O conceito do Eric Ries(8) é: construir – medir – aprender. A atividade fundamental de uma empresa é transformar ideias em produtos, medir como os clientes reagem, e, então, aprender se é o caso de pivotar ou perseverar. Todos os processos bem-sucedidos devem ser voltados a acelerar esse ciclo de feedback.
Esses cinco pontos são alguns de muitos outros que denotam uma sensibilidade em perceber as mudanças e dar as respostas condizentes com a nova realidade. Alienar-se é rejeitar as mudanças e o próprio futuro.
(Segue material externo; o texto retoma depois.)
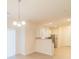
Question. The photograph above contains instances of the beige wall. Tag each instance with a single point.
(63, 34)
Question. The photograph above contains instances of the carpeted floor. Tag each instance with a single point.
(60, 53)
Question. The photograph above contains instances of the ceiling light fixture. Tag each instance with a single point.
(19, 23)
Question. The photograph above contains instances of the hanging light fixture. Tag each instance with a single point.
(19, 23)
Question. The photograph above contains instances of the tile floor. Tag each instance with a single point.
(60, 53)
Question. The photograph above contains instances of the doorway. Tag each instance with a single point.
(11, 48)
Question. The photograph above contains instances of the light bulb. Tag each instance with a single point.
(14, 23)
(19, 25)
(23, 23)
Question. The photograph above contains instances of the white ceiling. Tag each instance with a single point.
(39, 10)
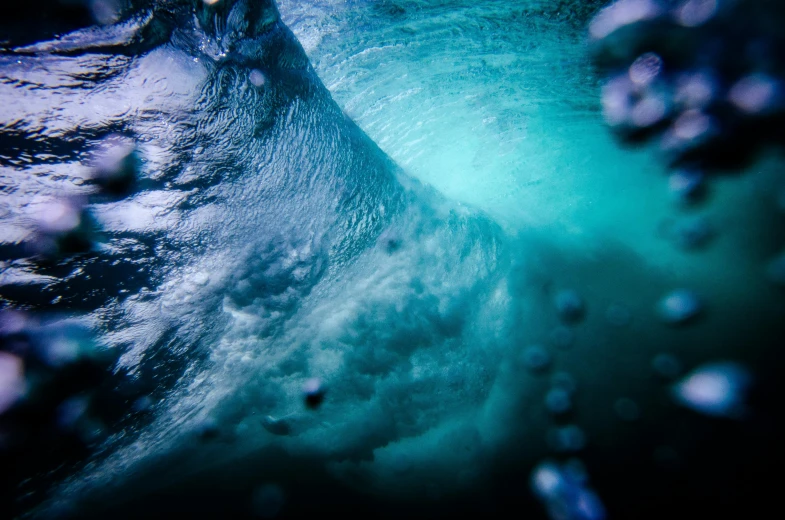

O futuro pertence a quem souber libertar-se da ideia tradicional do trabalho como obrigação e for capaz de apostar numa mistura de experimentação, realização, tentativa e desenvolvimento.
Por fim, entre as atividades que realizamos com o cérebro, as mais apreciadas e mais valorizadas no mercado de trabalho são as atividades criativas. A espécie humana está realizando uma dupla passagem: da atividade física à intelectual e da atividade repetitiva à criativa.
Davidson Farah
É sócio da empresa GAM Tax Intelligence – Advogado e Contador.
De Masi, Domenico; Entrevista a Maria Serena Palieri. O Ócio Criativo, Sextante, 2ª Edição, 2000.
2 A lei de Moore surgiu em 1965 através de um conceito estabelecido por Gordon Earl Moore (IBM). Tal lei dizia que o poder de processamento dos computadores (entenda computadores como a informática geral, não os computadores domésticos) dobraria a cada 18 meses.
3Charles Robert Darwin, foi um naturalista, geólogo e biólogo britânico, célebre por seus avanços sobre evolução nas ciências biológicas.
4 Mindset é a configuração da mente, um conceito que busca entender a predisposição psicológica de uma pessoa que prioriza determinados pensamentos e padrões de comportamento para, então, propor e desenvolver uma nova abordagem.
5VUCA é um acrônimo para descrever quatro características marcantes do momento em que estamos vivendo: Volatilidade, Incerteza, Complexidade e Ambiguidade.
6 PDCA é um método interativo de gestão de quatro passos, utilizado para o controle e melhoria contínua de processos e produtos.
7Salvador Dalí foi um importante pintor espanhol, conhecido pelo seu trabalho surrealista. O trabalho de Dalí chama a atenção pela incrível combinação de imagens bizarras, oníricas, com excelente qualidade plástica.
8Ries, Eric. A STARTUP ENXUTA, The Lean Startup. Como os Empreendedores Atuais Utilizam a Inovação Contínua para Criar Empresas Extremamente Bem Sucedidas.
9Pivotar significa dar uma guinada no rumo de um negócio que não está tendo o sucesso esperado, com base na própria experiência adquirida com ele. A palavra pivotar é um neologismo derivado do verbo em inglês “to pivot”, que significa girar.